There is lots of work taking place across the University to embed the positive experience from the last year, and SEP is no different. I’d be interested to hear from you if you have any views on how we can change how we work to support the student experience – or if have any comments on the principles we have put together to guide this.



  1. Fidel Pecock

    Hi Hannah,

    Thanks for sharing. It’s great to see a framework develop. I guess taking the discussion forward, what are the next steps or how do we expand this ethos to include staff who have not been involved with SEP or in cases where their roles do not involve direct interactions with students or other cases where direct/indirect involvement of students might account for a minority of staff’s time/effort?

    • Hannah Rundle

      Hi Fidel,

      Many thanks for your response.
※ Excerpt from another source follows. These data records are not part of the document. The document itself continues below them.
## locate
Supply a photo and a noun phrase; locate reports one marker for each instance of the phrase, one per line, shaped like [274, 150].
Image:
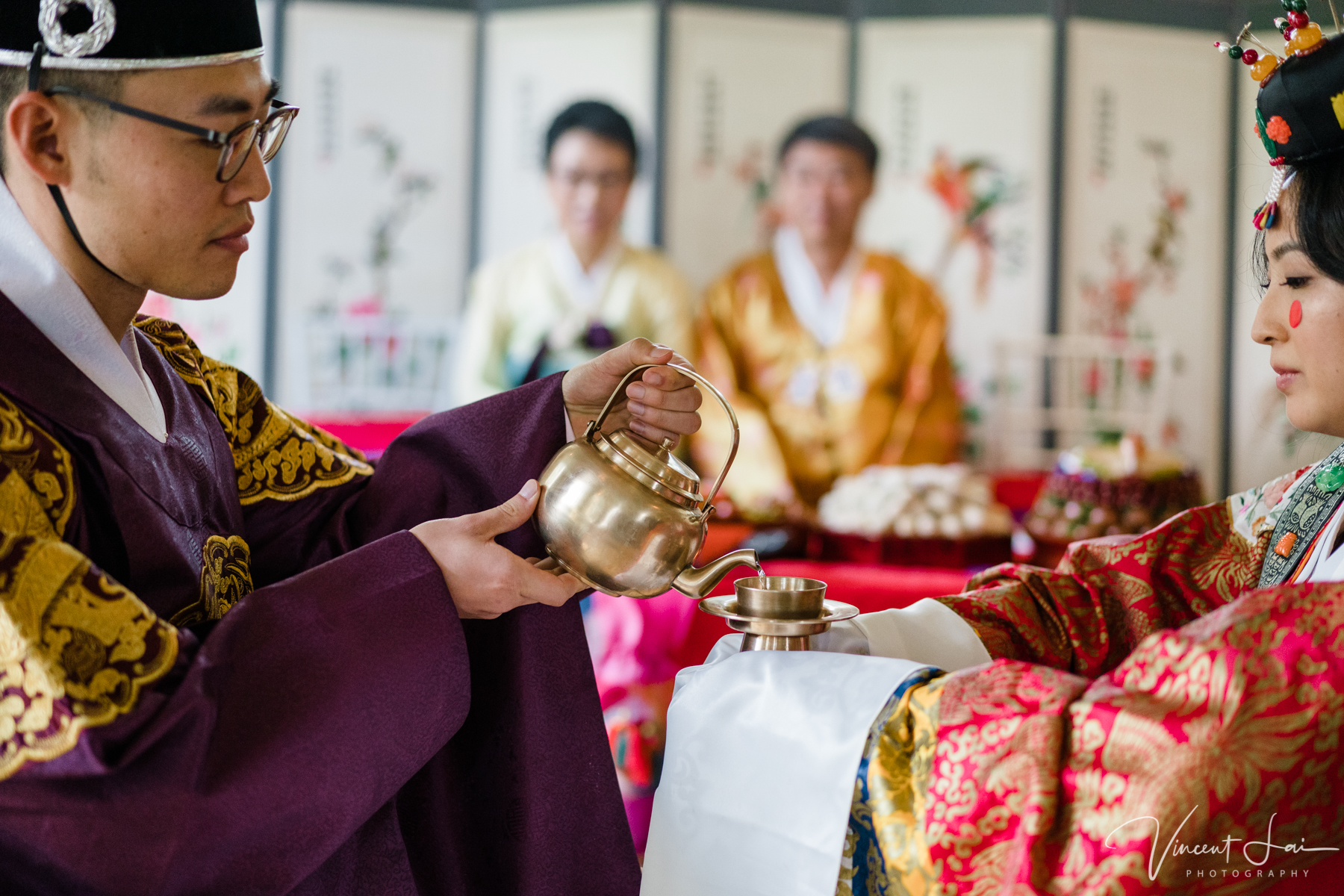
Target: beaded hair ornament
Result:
[1301, 38]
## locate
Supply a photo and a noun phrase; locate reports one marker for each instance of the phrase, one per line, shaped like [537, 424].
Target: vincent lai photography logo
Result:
[1256, 852]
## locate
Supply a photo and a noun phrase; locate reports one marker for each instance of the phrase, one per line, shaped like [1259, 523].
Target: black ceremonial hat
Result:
[1307, 96]
[116, 35]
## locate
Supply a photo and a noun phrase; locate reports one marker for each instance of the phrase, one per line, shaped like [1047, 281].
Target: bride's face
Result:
[1301, 319]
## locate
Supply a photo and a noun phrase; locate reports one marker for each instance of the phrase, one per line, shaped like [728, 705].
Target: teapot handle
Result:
[620, 390]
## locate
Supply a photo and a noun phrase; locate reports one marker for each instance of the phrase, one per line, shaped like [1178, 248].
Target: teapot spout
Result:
[698, 583]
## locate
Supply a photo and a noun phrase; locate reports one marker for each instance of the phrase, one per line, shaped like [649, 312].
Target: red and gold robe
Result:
[226, 667]
[1147, 704]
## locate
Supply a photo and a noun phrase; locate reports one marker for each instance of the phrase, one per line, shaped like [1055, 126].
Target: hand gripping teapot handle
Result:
[620, 390]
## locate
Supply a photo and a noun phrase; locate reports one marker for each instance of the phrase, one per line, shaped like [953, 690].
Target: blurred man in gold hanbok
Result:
[564, 300]
[833, 356]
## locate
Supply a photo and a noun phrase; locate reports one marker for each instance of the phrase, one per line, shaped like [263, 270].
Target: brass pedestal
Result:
[779, 613]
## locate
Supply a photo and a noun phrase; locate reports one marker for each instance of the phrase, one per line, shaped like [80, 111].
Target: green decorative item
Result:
[1260, 131]
[1330, 479]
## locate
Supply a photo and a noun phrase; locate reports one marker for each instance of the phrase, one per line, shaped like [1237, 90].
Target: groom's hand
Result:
[660, 405]
[484, 578]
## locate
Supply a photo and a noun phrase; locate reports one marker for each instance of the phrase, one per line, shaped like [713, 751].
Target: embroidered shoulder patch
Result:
[276, 455]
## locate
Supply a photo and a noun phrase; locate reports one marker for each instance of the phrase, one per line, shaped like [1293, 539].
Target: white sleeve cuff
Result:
[925, 632]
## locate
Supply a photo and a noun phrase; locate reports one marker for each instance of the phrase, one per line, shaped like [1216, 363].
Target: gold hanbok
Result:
[882, 394]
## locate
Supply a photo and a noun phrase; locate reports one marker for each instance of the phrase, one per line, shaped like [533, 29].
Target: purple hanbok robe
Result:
[226, 667]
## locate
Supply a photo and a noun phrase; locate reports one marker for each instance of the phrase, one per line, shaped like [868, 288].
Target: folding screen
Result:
[964, 184]
[376, 179]
[1145, 205]
[737, 81]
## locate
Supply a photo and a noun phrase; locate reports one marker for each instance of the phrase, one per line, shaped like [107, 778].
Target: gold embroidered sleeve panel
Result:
[75, 648]
[276, 455]
[38, 487]
[1109, 594]
[1206, 758]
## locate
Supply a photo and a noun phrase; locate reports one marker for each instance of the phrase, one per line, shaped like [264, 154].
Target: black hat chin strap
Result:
[34, 82]
[74, 231]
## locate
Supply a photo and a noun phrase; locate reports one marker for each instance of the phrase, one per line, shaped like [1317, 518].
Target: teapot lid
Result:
[653, 465]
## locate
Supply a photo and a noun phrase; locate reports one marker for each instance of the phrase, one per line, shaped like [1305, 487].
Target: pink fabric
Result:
[635, 641]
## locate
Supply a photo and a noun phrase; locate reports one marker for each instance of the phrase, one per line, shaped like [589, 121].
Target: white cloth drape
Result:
[759, 774]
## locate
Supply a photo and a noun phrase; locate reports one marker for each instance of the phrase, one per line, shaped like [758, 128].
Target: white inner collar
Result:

In terms of expanding this to include staff who have not been involved with SEP, we are anticipating that the work we have done so far will feed into the emerging work on Reshaping PS and other change projects as we move forward. From my perspective there is a lot here which would be relevant for colleagues whose roles don’t have direct engagement with students or for whom it is not a major part of their role. As I said in my blog, the principles are based on current best practice from across our teams. There will be similar best practice in other areas and it would be great to bring this all together as we move forward with further work across the professional services.